Upper and Lower Bounds for Distributionally Robust Off-Dynamics Reinforcement Learning
Zhishuai Liu, Weixin Wang, Pan Xu
TL;DR
This work tackles off-dynamics reinforcement learning under distributionally robust MDPs with linear function approximation, addressing online learning where training and deployment differ.
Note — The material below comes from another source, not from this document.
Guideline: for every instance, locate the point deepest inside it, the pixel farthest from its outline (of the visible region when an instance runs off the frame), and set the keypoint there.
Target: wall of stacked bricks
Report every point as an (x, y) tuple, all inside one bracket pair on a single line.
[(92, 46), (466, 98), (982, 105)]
It proposes We-DRIVE-U, a variance-aware, rare-switching algorithm that leverages variance-weighted ridge regression and a carefully constructed optimistic variance estimator to bound average suboptimality by $\widetilde{O}(dH\min\{1/\rho, H\}/\sqrt{K})$, plus a matching information-theoretic lower bound of $\Omega(dH^{1/2}\min\{1/\rho,H\}/\sqrt{K})$, making it near-optimal across $\rho\in(0,1]$. The method achieves low deployment costs with $\mathcal{O}(dH\log(1+H^2K))$ global policy switches and $\mathcal{O}(d^2H\log(1+H^2K))$ dual-optimization calls, improving over prior online DRMDP algorithms that scale with $K$. A novel hard instance demonstrates the problem’s intrinsic difficulty, and experiments on simulated linear DRMDPs show robust performance and substantially reduced switching, aligning with the theoretical guarantees. The results advance practical robust RL in high-dimensional settings by combining variance-aware estimation, dual optimization efficiency, and distributional robustness under TV-based uncertainty.
Abstract
We study off-dynamics Reinforcement Learning (RL), where the policy training and deployment environments are different. To deal with this environmental perturbation, we focus on learning policies robust to uncertainties in transition dynamics under the framework of distributionally robust Markov decision processes (DRMDPs), where the nominal and perturbed dynamics are linear Markov Decision Processes. We propose a novel algorithm We-DRIVE-U that enjoys an average suboptimality $\widetilde{\mathcal{O}}\big({d H \cdot \min \{1/ρ, H\}/\sqrt{K} }\big)$, where $K$ is the number of episodes, $H$ is the horizon length, $d$ is the feature dimension and $ρ$ is the uncertainty level. This result improves the state-of-the-art by $\mathcal{O}(dH/\min\{1/ρ,H\})$. We also construct a novel hard instance and derive the first information-theoretic lower bound in this setting, which indicates our algorithm is near-optimal up to $\mathcal{O}(\sqrt{H})$ for any uncertainty level $ρ\in(0,1]$. Our algorithm also enjoys a 'rare-switching' design, and thus only requires $\mathcal{O}(dH\log(1+H^2K))$ policy switches and $\mathcal{O}(d^2H\log(1+H^2K))$ calls for oracle to solve dual optimization problems, which significantly improves the computational efficiency of existing algorithms for DRMDPs, whose policy switch and oracle complexities are both $\mathcal{O}(K)$.